En 2010, l’Italie avait failli conclure un accord similaire avec la Libye. Mais le pays est devenu depuis un État failli et l’UE a entrepris de « repousser ses frontières au sud du Sahara ».

C’est ainsi qu’à Agadez (Niger), ville considérée comme l’une des plaques tournantes des migrations subsahariennes, l’UE a obtenu des autorités qu’elles punissent les passeurs de façon drastique. Pour compenser le « manque à gagner » (car les populations de cette région vivaient du trafic de migrants), elle a débloqué en 2017 un premier programme d’aide (30 millions d’euros.

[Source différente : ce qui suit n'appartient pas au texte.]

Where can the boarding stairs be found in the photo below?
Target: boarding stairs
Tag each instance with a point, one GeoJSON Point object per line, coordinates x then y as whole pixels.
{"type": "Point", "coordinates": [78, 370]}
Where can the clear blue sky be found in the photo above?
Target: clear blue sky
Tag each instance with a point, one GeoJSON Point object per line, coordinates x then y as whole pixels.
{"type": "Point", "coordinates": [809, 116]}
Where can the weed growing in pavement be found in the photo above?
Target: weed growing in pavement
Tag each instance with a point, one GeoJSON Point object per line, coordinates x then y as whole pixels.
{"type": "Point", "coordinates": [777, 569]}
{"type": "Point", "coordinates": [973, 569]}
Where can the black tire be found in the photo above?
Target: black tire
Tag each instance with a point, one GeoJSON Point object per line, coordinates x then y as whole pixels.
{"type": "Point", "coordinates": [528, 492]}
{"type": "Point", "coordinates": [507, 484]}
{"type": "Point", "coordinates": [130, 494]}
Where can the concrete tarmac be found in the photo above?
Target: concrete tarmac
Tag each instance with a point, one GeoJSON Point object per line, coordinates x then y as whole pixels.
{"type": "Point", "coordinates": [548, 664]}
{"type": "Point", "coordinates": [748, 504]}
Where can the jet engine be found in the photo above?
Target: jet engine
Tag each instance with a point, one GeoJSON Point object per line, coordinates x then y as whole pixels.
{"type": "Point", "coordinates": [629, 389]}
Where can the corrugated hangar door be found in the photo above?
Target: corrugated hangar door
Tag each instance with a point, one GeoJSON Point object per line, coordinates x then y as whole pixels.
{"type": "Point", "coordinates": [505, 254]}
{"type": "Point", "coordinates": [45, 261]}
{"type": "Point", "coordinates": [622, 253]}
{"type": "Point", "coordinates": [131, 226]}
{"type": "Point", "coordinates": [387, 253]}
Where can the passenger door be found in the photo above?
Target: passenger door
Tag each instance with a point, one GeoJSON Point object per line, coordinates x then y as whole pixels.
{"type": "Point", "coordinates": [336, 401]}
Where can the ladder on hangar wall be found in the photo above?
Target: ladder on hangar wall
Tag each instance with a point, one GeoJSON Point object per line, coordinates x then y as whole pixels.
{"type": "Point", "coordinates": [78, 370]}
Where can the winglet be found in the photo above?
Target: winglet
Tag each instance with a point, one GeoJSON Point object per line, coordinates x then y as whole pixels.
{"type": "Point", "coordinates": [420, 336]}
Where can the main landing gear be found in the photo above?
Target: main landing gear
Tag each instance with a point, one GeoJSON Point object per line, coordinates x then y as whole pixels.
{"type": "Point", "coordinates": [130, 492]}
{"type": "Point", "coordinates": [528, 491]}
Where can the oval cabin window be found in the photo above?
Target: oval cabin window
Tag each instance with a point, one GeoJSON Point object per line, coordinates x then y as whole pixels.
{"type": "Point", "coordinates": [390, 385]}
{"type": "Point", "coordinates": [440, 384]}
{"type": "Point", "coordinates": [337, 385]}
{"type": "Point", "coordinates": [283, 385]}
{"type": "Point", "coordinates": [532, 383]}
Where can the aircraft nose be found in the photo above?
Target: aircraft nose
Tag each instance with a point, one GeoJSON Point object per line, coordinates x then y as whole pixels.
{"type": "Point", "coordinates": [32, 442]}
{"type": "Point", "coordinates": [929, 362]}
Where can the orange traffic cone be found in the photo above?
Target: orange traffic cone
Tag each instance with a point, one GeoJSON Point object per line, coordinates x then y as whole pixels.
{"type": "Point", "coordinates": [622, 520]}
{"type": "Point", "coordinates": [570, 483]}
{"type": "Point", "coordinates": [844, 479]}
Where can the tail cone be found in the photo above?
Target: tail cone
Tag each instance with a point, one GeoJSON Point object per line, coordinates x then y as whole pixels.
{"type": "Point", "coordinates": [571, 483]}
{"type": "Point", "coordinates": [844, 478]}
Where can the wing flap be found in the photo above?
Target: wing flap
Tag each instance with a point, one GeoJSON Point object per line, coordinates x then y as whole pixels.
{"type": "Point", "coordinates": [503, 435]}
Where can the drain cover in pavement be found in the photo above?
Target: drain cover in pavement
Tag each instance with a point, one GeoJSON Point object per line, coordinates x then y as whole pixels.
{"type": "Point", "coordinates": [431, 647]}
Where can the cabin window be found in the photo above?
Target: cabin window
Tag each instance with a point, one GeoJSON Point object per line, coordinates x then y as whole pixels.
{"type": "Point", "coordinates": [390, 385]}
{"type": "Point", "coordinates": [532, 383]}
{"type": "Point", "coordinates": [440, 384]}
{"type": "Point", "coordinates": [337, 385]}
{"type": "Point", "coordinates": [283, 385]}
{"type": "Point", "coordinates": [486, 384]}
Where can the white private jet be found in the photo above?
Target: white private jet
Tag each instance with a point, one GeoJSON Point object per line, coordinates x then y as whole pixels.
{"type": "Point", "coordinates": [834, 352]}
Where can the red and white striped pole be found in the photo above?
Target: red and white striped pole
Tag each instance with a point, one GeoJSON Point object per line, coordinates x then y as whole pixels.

Parallèlement, le HCR (Haut-Commissariat aux Réfugiés) et l’OFPRA (Office français de Protection des Réfugiés et Apatrides) ont délocalisé leurs antennes au Niger et dans d’autres pays sahéliens, notamment au Tchad, pour instruire les dossiers de candidats à l’asile dans ce qui pouvait effectivement apparaître comme une nouvelle « zone-tampon ».

Il est également un territoire du Sud qui a été démarché par un pays du Nord pour accueillir des migrants : le Rwanda. L’accord passé le 14 avril 2022 entre le Royaume-Uni et le Rwanda (et validé par la Haute Cour de Londres le 19 décembre 2022) prévoyait que toute personne entrée illégalement dans le pays pourrait être relocalisée au Rwanda, moyennant un financement de 120 millions de livres (144 millions d’euros). Qualifié de scandaleux par de nombreuses associations de défense des droits humains, ce programme n’est pas très éloigné de ce qui avait été mis en place en Turquie, au Niger et au Tchad.